Risk Groups

There are cases that demonstrate differences in individual susceptibility to benzene toxicity. An example is that of a husband and wife who manufactured whistles by dipping plastic material into a bucket of benzene (88.42% and toluene 9.25%). The wife developed severe aplastic anaemia after 6 months, whereas the husband developed no haematological abnormalities even after 14 years of exposure (Baslo and Aksoy, 1982; Aksoy, 1985). This was probably due to genetic differences. This is further supported by reports of a familial connection in some cases of benzene poisoning. Aksoy (1985) described cases of benzene toxicity involving cousins, an uncle and nephew, and a father and son.

Although there are various factors that may make some individuals more likely to develop benzene toxicity (listed below), it is believed that all humans are susceptible to the pancytopenic effects of benzene (ATSDR, 1997).

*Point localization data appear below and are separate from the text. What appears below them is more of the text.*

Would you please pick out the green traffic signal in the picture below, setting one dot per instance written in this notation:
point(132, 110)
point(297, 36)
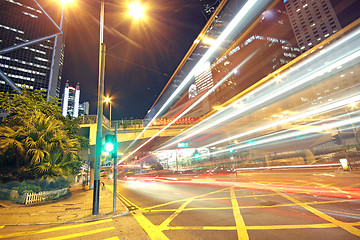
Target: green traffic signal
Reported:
point(196, 155)
point(109, 145)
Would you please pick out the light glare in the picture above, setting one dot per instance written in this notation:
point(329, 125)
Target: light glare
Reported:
point(136, 10)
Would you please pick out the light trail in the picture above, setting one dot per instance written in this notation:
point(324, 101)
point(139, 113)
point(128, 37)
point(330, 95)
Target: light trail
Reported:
point(262, 141)
point(294, 84)
point(231, 26)
point(313, 112)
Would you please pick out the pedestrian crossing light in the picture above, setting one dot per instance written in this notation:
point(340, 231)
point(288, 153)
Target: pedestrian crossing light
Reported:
point(196, 155)
point(109, 143)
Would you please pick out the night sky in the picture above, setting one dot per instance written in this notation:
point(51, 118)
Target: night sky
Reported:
point(141, 56)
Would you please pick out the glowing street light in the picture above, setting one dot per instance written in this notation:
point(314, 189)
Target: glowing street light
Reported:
point(66, 1)
point(108, 100)
point(136, 10)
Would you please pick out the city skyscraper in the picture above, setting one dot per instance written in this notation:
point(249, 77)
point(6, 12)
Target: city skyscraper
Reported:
point(37, 65)
point(312, 21)
point(70, 101)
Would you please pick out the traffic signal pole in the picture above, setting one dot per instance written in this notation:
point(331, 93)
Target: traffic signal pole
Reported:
point(115, 167)
point(99, 115)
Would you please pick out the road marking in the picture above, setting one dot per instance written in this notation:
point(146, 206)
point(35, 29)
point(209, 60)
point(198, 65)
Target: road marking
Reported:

• Pre-existing bone marrow disease.

Benzene is a bone marrow toxin. Individuals with haematological disease, e.g., beta-thalassaemia, may be more at risk from the toxic effects of benzene (Aksoy et al., 1971). Folic acid deficiency may be a risk factor for megaloblastic erythropoiesis in patients with benzene-induced pancytopenia (Aksoy et al., 1972).

• Rapid synthesis of bone marrow (Marcus, 1990) and high bone marrow myeloperoxidase activity (Snyder, 2000).

Benzene accumulates in bone marrow and individuals rapidly synthesising bone marrow are at greater risk of benzene toxicity (Marcus, 1990). This includes fetuses, infants and individuals with anaemia and related blood disorders.

• Low NAD(P)H:quinone oxidoreductase 1 (NQO1) concentrations (Rothman et al., 1997; Moran et al. 1999; Snyder, 2000).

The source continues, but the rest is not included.